Una casa para Svetlana Alexiévich

Alexiévich es periodista y así ganó el Nobel de Literatura: no ha escrito novelas ni cuentos ni poesía. A diferencia de otros escritores que utilizan el periodismo como puente hacia la ficción, ella hizo de este el sostén de su trabajo.

Por Jaime Zapata Villarreal / jaimezapata92@gmail.com

Inicia así: ella gana el Premio Nobel de Literatura y parte del mundo aprende a pronunciar  —casi siempre mal— su nombre: Svetlana Alexiévich. Lo que sigue ya es historia de todos los años por estas fechas: compramos sus libros para decir que la leímos, o la leemos para decir que compramos sus libros y que es muy buena, que merece ese y muchos más premios. Y descubrimos, entonces, que debimos haberla leído antes: que es necesario separar un espacio en nuestra biblioteca a esos libros raros que dicen tanto de otros como de nosotros mismos.

Pero antes de la historia, como siempre, hay una vida y un registro: Svetlana Alexiévich, Stanislavo, Ucrania Occidental, 31 de mayo de 1948. Si bien nació allí, Alexiévich creció en Minsk, Bielorrusia, lo que supuso, para ella, no solo un cambio de territorio sino una noción portátil del origen: saberse de un lugar, pero al instante mudar de suelo, postergar su registro. Estos datos serían mera estadística si no cifraran las bases de una obra posterior que, como toda la literatura comprometida con su arte, parte de un conflicto íntimo, individual —ser mujer, civil, víctima en una geografía atravesada por la guerra y el machismo— para desarrollar, posteriormente, un fresco plural que dé cuenta de las voces de otros, del mapa social de una región convulsa, flotante, en constante mudanza política.

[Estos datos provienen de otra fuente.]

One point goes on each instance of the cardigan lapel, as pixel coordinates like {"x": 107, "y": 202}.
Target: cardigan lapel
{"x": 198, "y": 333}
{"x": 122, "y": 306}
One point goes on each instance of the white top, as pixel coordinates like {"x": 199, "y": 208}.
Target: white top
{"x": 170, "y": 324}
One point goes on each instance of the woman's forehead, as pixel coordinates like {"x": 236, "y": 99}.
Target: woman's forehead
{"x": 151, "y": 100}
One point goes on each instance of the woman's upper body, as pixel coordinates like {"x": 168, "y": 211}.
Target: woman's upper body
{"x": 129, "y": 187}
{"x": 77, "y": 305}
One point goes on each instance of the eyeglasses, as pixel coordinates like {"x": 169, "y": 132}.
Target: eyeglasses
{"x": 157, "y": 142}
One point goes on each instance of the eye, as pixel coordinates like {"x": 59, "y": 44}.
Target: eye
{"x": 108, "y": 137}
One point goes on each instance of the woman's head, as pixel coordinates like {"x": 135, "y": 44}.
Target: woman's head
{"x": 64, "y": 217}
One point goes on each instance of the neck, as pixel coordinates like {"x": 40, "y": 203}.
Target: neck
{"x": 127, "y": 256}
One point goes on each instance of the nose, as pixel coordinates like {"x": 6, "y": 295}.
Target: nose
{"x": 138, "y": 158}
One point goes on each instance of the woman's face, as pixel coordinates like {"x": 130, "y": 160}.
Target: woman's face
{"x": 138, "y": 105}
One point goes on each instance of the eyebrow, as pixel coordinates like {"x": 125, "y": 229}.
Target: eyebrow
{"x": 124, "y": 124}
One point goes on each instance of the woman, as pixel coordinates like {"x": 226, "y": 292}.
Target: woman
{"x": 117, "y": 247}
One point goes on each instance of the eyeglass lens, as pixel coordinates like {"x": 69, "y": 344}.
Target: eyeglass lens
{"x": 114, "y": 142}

Alexiévich es periodista de profesión y así ganó el Nobel de Literatura: no ha escrito novelas ni cuentos ni poesía. Y es que, a diferencia de otros escritores que utilizan el periodismo como puente hacia la ficción, Alexiévich hizo de este el sostén de su trabajo: sus crónicas y reportajes ensayísticos recogen prácticas del buen periodismo tradicional —intensa reportería, voces innumerables y contrapuestas, análisis riguroso— para hacer nudo, a su vez, con las herramientas más sofisticadas de la ficción: polifonía de voces, monólogo interior, fragmentariedad, elipsis.

En Voces de Chernóbil (1997), su único libro traducido íntegramente al español, Alexiévich radiografía, desde el punto de vista de las víctimas, la catástrofe nuclear de Chernóbil, Ucrania. Más de 500 entrevistas en diez años de trabajo sirvieron de insumo a este potente mosaico oral que desnuda las grietas del dolor sin amarillismos ni sensiblerías: la contención emocional, en sus páginas,  alcanza alturas de gran brillantez que permiten percibir el esqueleto de la tragedia desde la cruda alocución de las víctimas, desordenando su sintaxis, ensayando una nueva respiración —de las voces y del texto— a medida que las historias van despoblándose, cada una, de sus cargas; como si escurrir el daño estirara el sentido de la vida, le diera músculos; como si el dolor, a fin de cuentas, fuera un hábito necesario.

Así es como Alexiévich construye un mundo, una casa propia a través del periodismo: dona la voz pero aguza la mirada; entra preciso a una vida pero sale de ella a destiempo, para que algo quede. Por eso una casa es un origen: un lugar para estar y para irse después; para volver si se quiere o, quizá, para partir de nuevo: nunca se está en ella totalmente. Y esto, Alexiévich lo sabe mejor que nadie: ella erigió su hogar perdiendo fronteras y visibilidad, pero ganando, a cambio, experiencia, vidas ajenas, buena literatura.